Teraz okazało się, że stan konstrukcji pogorszył się na tyle, że miasto postanowiło wprowadzić tu ruch jednokierunkowy. Obiekt budowano 7 lat, inwestycja zakończyła się w 1985 r. – Wybudowała go kolej w okresie, gdy brakowało materiałów, a technologie były nie najlepsze. Później przejęło go miasto. Od nowości nie był remontowany – przyznaje Krzysztof Kieliszek z Urzędu Miasta.
Co dokładnie dzieje się z wiaduktem? Ratusz odmawia ujawnienia materiałów, które ma Zarząd Dróg i Mostów. – To jego wewnętrzny dokument – stwierdza Katarzyna Mieczkowska-Czerniak, rzecznik prezydenta.
Dopiero niedawno Ratusz zarezerwował drobną kwotę na doraźne zabezpieczenia. – Niedługo podeprzemy zagrożone wsporniki. Zaczynamy też dokładną analizę co do zakresu przebudowy wiaduktu – mówi Kieliszek. – Będziemy w tej sprawie rozmawiać też z koleją, której torowiska biegną pod naszym obiektem.

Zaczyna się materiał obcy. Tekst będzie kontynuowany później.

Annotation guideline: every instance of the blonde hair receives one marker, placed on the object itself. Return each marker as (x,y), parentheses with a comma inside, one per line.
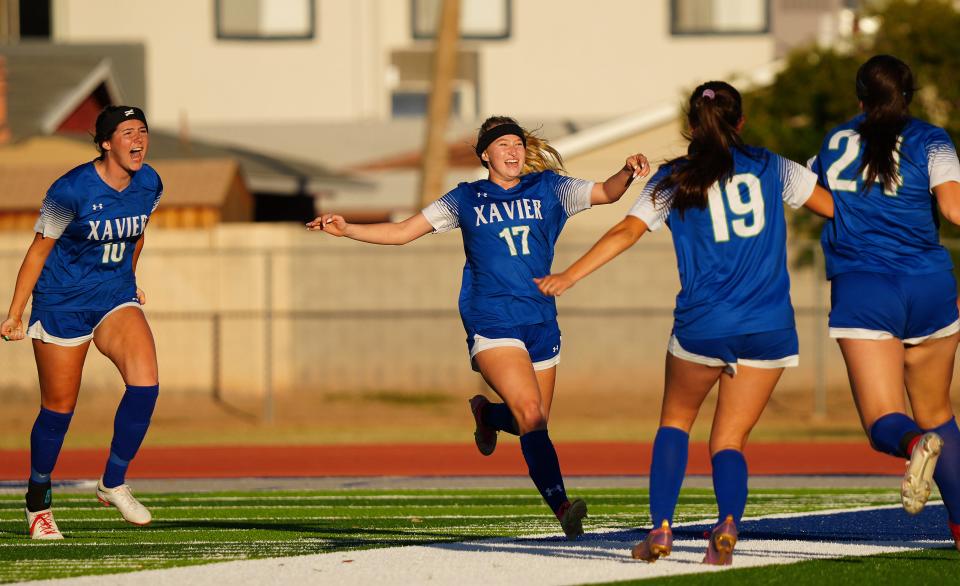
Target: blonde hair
(540,156)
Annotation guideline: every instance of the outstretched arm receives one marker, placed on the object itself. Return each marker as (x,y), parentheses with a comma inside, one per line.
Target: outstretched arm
(820,202)
(33,261)
(384,233)
(948,200)
(616,240)
(616,185)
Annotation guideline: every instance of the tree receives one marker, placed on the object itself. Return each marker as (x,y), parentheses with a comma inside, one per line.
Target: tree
(815,91)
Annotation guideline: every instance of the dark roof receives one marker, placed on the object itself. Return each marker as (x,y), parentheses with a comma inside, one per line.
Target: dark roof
(263,173)
(43,91)
(47,81)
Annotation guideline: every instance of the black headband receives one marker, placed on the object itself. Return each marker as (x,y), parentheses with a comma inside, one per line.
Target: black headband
(496,132)
(113,116)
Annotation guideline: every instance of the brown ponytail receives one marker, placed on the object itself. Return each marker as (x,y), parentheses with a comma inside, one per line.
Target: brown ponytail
(713,114)
(885,88)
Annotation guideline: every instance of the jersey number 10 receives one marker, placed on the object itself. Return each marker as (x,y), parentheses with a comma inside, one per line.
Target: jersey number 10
(113,252)
(753,206)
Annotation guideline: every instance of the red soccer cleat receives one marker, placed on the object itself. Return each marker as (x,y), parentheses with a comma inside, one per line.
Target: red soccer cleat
(657,544)
(722,540)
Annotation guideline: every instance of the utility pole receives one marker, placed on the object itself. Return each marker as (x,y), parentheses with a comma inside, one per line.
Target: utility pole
(433,163)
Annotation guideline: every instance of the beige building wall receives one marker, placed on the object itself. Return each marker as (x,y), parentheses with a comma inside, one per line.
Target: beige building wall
(564,59)
(337,75)
(569,59)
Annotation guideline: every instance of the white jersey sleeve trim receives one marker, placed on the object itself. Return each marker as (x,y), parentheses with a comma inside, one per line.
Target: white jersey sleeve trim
(54,218)
(654,215)
(443,214)
(574,194)
(942,163)
(798,182)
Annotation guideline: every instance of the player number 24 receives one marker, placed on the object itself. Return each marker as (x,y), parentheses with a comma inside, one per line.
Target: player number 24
(850,151)
(113,252)
(523,232)
(752,206)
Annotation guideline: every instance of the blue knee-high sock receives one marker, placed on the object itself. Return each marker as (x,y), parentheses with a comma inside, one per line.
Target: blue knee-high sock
(892,434)
(498,416)
(46,439)
(667,470)
(544,467)
(730,483)
(947,473)
(129,428)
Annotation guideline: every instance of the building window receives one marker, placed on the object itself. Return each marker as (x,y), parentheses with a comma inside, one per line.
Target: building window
(479,19)
(265,19)
(719,17)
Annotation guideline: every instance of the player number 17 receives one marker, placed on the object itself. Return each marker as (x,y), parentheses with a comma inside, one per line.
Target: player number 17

Koszt przebudowy, a w zasadzie odbudowy szacowany jest na 60–80 mln zł. – Tymczasem za 40 milionów możemy postawić obok nowy wiadukt – mówi Krzysztof Żuk, prezydent miasta. Ratusz pytał już kolejarzy, czy zrezygnują z kilku nieużywanych, blokujących miejsce bocznic. Wtedy można by wznieść krótszy i tańszy wiadukt. – Jego wykonanie trwałoby półtora roku – mówi Żuk. Po budowie nowego wiaduktu można by spokojnie rozbierać i odtwarzać stary. W efekcie, byłyby dwa obiekty, osobny dla każdej z dwóch jezdni dwupasmowej ul. Grygowej.